On Saturday, the board stepped up big time into its role as fundraisers. The board met and each member committed to a number of vital tasks to place TCASK on sound financial footing. A lot of these tasks are things that any board can do, so I wanted to share some of them:
One thing a lot of donors ask is, what percent of your board contribute to the organization. On Saturday our board committed to making the answer, in TCASK's case, 100%.
The board can be an extremely useful tool in building and maintaining relationships with large donors and the members of the organization. TCASK's board, as a first step in this regard, will write personal thank you letters to donors to express our appreciation for their support.
And finally, boards raise money. Some organizations have a "give or get" policy for their boards - board members must giver or get x dollars a year. We don't have such a policy at TCASK, especially because part of our work is reaching out to students and disadvantaged communities and we don't want to make board leadership out of reach for those folks, but at the meeting, each board member did commit to organizing at least one (and sometimes as many as 3) fundraising events for TCASK is the coming three months. These events include house parties, poker nights, collections, yard sales, bake sales, popcorn and politics nights, poetry readings, and benefit concerts.
Now there are a couple of points I'd like to stress here.
- These events are fun - fundraising doesn't have to be a big scary ordeal. Parties, concerts, and poker nights are a fun time for folks.

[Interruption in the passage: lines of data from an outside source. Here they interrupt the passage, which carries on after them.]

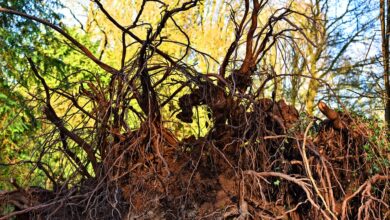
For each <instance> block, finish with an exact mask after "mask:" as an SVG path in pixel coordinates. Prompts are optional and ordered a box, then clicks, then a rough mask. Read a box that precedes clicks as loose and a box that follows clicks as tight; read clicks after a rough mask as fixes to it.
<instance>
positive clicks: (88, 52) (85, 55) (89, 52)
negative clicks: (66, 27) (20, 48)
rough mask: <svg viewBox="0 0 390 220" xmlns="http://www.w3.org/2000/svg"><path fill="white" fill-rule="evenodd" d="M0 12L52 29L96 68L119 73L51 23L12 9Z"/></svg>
mask: <svg viewBox="0 0 390 220" xmlns="http://www.w3.org/2000/svg"><path fill="white" fill-rule="evenodd" d="M0 12H3V13H8V14H13V15H19V16H21V17H24V18H27V19H30V20H33V21H36V22H39V23H41V24H43V25H46V26H49V27H50V28H52V29H54V30H55V31H57V32H58V33H60V34H61V35H62V36H64V37H65V38H66V39H68V40H69V41H70V42H72V43H73V44H74V45H76V46H77V47H78V48H79V49H80V50H81V51H82V52H83V53H84V55H85V56H87V57H88V58H90V59H91V60H92V61H93V62H95V63H96V64H97V65H98V66H100V67H101V68H102V69H104V70H105V71H107V72H109V73H112V74H117V73H118V72H119V71H118V70H117V69H115V68H113V67H111V66H109V65H107V64H105V63H103V62H102V61H100V60H99V59H98V58H96V57H95V56H94V55H93V54H92V52H91V51H89V50H88V48H86V47H85V46H84V45H82V44H81V43H79V42H78V41H77V40H76V39H74V38H73V37H72V36H70V35H69V34H68V33H66V32H65V31H64V30H62V29H61V28H60V27H58V26H56V25H54V24H52V23H50V22H48V21H46V20H43V19H40V18H37V17H34V16H31V15H28V14H25V13H22V12H18V11H14V10H12V9H7V8H2V7H0Z"/></svg>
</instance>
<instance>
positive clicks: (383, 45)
mask: <svg viewBox="0 0 390 220" xmlns="http://www.w3.org/2000/svg"><path fill="white" fill-rule="evenodd" d="M389 3H390V0H387V1H386V3H385V0H380V23H381V36H382V57H383V71H384V72H383V81H384V84H385V96H384V99H385V100H384V103H385V121H386V126H387V132H388V133H389V131H390V99H389V97H390V84H389V36H388V31H389V29H390V13H389V12H390V7H389V5H390V4H389ZM385 10H386V11H385Z"/></svg>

- These events are small and manageable - We don't have to make $10,000 in a night. Small events bringing in $250, $500, or $1000 all start to add up. We expect that from our individual board events, we will raise around $7,000 in the next three months, and that aint chump change.
- These events do not involve the staff - So we can still work on some of our bigger events, including speaking events for Juan Melendez and Bud Welch as well as non-board member events and donor cultivation.

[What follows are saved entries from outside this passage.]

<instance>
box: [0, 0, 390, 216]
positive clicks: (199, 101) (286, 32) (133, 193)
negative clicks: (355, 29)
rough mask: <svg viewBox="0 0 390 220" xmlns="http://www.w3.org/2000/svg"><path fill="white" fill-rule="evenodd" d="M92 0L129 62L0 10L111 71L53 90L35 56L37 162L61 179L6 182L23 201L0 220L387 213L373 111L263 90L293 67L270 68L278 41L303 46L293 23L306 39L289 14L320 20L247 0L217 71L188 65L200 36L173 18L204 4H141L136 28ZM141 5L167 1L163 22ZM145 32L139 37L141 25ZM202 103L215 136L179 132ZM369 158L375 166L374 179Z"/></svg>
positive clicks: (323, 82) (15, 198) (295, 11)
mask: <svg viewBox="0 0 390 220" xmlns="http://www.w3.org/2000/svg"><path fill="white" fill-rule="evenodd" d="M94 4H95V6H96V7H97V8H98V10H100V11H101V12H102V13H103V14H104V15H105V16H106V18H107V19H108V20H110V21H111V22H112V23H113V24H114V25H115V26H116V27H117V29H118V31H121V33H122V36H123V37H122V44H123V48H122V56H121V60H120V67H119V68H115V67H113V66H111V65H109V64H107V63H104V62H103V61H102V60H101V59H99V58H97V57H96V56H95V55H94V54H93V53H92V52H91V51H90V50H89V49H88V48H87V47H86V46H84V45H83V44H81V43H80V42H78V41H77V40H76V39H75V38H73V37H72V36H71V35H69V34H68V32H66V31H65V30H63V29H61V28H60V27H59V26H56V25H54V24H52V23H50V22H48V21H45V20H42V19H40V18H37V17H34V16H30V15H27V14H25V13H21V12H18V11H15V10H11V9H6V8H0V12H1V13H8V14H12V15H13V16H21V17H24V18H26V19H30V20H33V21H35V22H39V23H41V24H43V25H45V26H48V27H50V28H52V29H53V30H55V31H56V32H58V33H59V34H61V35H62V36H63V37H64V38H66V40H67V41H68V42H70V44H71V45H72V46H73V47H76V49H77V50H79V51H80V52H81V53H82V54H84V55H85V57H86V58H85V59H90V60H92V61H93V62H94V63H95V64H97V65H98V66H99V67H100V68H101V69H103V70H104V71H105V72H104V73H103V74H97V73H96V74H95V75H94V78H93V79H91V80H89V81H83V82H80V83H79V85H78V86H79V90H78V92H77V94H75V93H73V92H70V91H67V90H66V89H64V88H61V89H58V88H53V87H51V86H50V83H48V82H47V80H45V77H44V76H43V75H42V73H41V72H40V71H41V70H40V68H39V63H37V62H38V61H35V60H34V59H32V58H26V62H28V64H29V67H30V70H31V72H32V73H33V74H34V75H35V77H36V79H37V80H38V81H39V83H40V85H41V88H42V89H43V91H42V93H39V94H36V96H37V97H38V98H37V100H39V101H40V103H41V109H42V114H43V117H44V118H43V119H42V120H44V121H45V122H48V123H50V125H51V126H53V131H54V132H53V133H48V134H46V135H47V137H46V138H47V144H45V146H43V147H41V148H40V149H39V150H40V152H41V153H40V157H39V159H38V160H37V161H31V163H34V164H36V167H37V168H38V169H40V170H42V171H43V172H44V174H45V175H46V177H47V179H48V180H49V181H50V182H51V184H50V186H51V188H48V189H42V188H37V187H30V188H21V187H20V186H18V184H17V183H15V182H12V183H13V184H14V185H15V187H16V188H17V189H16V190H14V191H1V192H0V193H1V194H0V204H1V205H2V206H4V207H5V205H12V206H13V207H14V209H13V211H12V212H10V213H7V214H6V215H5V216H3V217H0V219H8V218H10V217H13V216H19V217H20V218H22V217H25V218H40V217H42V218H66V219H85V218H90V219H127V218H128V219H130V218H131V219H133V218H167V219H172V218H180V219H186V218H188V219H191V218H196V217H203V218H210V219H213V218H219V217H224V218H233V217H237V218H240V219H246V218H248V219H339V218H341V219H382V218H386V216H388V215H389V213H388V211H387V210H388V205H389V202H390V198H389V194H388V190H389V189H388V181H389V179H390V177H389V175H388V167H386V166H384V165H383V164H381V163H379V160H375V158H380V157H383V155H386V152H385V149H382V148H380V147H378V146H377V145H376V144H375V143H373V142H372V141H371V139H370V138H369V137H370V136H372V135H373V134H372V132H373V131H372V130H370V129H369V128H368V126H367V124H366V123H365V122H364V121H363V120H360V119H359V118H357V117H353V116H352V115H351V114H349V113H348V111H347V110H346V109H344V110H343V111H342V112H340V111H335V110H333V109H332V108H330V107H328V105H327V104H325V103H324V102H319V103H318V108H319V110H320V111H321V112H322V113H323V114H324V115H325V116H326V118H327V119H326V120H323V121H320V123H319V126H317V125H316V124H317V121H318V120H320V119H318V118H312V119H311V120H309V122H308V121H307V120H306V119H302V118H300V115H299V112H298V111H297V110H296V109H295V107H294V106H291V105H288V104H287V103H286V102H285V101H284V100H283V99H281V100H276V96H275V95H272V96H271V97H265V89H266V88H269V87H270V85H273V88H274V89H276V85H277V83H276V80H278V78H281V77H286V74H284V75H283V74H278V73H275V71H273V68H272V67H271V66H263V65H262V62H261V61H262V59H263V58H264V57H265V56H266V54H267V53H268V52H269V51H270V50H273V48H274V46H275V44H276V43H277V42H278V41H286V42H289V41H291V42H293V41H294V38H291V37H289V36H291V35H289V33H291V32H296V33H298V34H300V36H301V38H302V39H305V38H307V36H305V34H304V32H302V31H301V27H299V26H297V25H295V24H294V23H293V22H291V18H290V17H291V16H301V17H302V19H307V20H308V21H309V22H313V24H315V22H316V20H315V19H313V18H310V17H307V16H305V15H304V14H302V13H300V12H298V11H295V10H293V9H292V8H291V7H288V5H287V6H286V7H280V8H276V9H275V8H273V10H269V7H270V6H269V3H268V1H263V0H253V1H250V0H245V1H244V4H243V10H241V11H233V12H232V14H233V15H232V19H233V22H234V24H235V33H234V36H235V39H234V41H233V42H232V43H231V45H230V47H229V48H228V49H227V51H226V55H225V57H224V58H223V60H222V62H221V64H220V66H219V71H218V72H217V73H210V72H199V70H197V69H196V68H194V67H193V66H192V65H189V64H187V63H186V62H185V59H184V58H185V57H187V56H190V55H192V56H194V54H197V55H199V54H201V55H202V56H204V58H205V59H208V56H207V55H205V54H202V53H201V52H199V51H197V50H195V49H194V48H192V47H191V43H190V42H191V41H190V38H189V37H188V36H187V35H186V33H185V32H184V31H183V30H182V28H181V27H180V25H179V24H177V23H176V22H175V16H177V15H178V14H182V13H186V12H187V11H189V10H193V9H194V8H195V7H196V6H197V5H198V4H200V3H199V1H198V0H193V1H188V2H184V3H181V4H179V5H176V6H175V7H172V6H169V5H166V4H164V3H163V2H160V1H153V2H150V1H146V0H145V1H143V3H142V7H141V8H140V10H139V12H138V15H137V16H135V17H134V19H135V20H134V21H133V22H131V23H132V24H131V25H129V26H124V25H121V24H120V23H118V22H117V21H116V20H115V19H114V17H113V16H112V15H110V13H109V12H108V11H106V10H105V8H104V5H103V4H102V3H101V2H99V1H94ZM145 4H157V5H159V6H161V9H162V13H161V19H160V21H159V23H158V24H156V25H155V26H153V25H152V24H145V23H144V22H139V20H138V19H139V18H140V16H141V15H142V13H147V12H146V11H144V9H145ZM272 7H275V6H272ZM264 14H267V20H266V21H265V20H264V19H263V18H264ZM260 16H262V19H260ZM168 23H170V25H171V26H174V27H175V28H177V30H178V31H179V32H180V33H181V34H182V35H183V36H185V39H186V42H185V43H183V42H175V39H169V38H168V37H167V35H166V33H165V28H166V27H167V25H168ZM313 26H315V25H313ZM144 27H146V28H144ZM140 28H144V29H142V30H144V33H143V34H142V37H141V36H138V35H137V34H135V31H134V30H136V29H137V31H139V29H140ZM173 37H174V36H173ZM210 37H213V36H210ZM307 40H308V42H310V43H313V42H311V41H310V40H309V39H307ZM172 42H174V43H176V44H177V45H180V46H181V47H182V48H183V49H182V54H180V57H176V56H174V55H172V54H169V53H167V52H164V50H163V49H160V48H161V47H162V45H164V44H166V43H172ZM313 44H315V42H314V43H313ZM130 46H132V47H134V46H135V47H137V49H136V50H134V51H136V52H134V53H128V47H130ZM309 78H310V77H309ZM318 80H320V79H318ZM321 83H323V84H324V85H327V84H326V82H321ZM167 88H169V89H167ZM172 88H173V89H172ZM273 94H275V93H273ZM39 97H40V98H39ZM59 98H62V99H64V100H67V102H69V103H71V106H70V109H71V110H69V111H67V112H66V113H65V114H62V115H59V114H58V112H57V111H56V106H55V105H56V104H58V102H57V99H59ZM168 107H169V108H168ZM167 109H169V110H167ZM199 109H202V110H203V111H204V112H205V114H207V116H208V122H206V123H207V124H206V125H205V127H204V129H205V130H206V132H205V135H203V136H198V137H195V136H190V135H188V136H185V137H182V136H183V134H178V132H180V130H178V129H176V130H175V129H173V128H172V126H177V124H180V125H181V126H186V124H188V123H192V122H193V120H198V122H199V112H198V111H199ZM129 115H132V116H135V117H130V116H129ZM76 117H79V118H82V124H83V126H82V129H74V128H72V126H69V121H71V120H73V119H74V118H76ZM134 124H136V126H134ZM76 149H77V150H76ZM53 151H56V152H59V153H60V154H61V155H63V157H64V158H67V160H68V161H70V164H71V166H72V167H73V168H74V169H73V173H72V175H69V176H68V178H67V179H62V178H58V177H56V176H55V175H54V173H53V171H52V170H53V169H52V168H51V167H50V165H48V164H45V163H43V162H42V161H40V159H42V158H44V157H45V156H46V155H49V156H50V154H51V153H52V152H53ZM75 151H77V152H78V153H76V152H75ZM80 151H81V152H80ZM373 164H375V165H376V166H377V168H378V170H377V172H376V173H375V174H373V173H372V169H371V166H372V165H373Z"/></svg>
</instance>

So think about getting your board involved (if they're not already) because almost anyone can hold a yard sale or poker night. Lots of college students know local bands to approach for a benefit concert. Everyday folks have churches that might be able to take up a second collection. And as the board gets used to the idea of fundraising, their skills will grow and we may be able to move from events that raise $250 to events that raise $1000. But, when it comes to money, every little bit counts. To put it into perspective, the $7000 that these small events should raise will pay TCASK's rent for a year and almost 3 months of my salary.Yep, the board is ready to show me da money!